[feature request] Extend Istio dashboards to better measure process health

utako commented 5 years ago

I'm looking to add charts for Istio that track the following metrics so we can better assess project process health:

[x] Time it takes to triage an issue after it has been filed (assign someone)
[x] Time it takes to close an issue after it has been filed.
[x] Time it takes for the first comment on an issue (not the submitter)
[x] Time it takes between comments on an issue. (This is primarily used to track the rate of responses of P0 bugs)
[ ] Time it takes from an issue being fixed to an artifact being available for the customer which incorporates the fix (i.e. in a release).
[ ] Track how many issues are closed as fixed, duplicate, stale, or unknown.
[x] Time it takes to assign reviewers to a PR.
[x] Time it takes before the first human response to a PR being created.
[ ] The number of PRs experiencing a test flake (PRs with label: has-experienced-a-flake)
[ ] Time a PR is blocked waiting for feedback from the team.
[ ] Time a PR is blocked waiting for additional action from the submitter.
[ ] Reason why PR is closed (merged, stale, rejected)

Like I've said, I'm happy to help out and contribute with a working devstats deployment. Let me know what else I can provide to make this an easier process

lukaszgryglicki commented 5 years ago

cc @dankohn

lukaszgryglicki commented 5 years ago

Currently, the easiest way of deploying DevStats is by using Kubernetes and Helm. This example uses AWS EKS cluster, but we're working now on a bare metal Kubernetes deployment - it that case all you need would be a cluster made of at least 3 nodes, no matter what kind of nodes. if you want me to implement all those dashboards, I'll need detailed specs what exactly should every dashboard show.

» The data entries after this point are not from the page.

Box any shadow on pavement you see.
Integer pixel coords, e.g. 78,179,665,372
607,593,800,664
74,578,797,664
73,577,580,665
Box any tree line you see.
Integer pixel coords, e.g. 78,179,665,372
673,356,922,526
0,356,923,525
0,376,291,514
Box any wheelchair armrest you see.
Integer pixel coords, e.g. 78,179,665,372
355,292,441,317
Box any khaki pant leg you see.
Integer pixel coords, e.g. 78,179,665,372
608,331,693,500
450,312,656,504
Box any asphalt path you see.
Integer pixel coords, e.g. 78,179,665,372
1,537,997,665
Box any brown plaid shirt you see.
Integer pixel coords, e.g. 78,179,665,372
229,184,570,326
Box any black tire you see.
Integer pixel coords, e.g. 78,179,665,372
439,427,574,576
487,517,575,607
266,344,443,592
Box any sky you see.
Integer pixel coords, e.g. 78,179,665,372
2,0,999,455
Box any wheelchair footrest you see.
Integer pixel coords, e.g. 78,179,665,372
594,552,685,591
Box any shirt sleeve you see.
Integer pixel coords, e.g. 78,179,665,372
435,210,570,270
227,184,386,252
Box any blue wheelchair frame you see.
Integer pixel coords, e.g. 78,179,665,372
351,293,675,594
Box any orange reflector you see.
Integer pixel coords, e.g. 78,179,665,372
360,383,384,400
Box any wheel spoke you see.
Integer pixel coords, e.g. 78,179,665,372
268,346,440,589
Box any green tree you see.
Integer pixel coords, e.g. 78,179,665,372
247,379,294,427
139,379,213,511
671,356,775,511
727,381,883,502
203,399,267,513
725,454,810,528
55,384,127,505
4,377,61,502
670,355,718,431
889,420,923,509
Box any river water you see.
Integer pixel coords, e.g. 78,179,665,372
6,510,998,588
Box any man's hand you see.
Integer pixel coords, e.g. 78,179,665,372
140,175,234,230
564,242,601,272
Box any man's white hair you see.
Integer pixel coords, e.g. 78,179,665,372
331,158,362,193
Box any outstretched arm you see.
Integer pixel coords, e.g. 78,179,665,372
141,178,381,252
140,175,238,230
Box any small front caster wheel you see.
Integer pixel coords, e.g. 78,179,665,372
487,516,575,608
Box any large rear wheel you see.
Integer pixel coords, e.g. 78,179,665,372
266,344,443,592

lukaszgryglicki commented 5 years ago

This metric is already implemented:

Time it takes before the first human response to a PR being created. I'm starting working on the remaining ones, I'll be asking for clarifications/examples during the process. Now working on: Time it takes to triage an issue after it has been filed (assign someone).

lukaszgryglicki commented 5 years ago

So for the first metric - some issues are self-assigned by the author in the same second when they're created - my guess is that some users can do that and we would rather like to measure issues that are assigned later (probably by someone other or bot or any other process), so I would skip those auto-assigned issues when calculating time percentiles (I'll leave code to include that commented out so you can decide to restore this).

lukaszgryglicki commented 5 years ago

So, this is the first metric: Time it takes to triage an issue after it has been filed (assign someone), it includes documentation (at the bottom), you can choose all repositories or any of them. You can choose aggregating period: week, 7 Days moving average, month, etc. let me know if that is OK for you.

lukaszgryglicki commented 5 years ago

Now wip on this Time it takes to close an issue after it has been filed.

lukaszgryglicki commented 5 years ago

We already have a dashboard for Time it takes to close an issue after it has been filed. So I'll start Time it takes for the first comment on an issue (not the submitter).

lukaszgryglicki commented 5 years ago

Dashboard for Time it takes for the first comment on an issue (not the submitter) ready.

lukaszgryglicki commented 5 years ago

Now wip on a bit more complex: Time it takes between comments on an issue.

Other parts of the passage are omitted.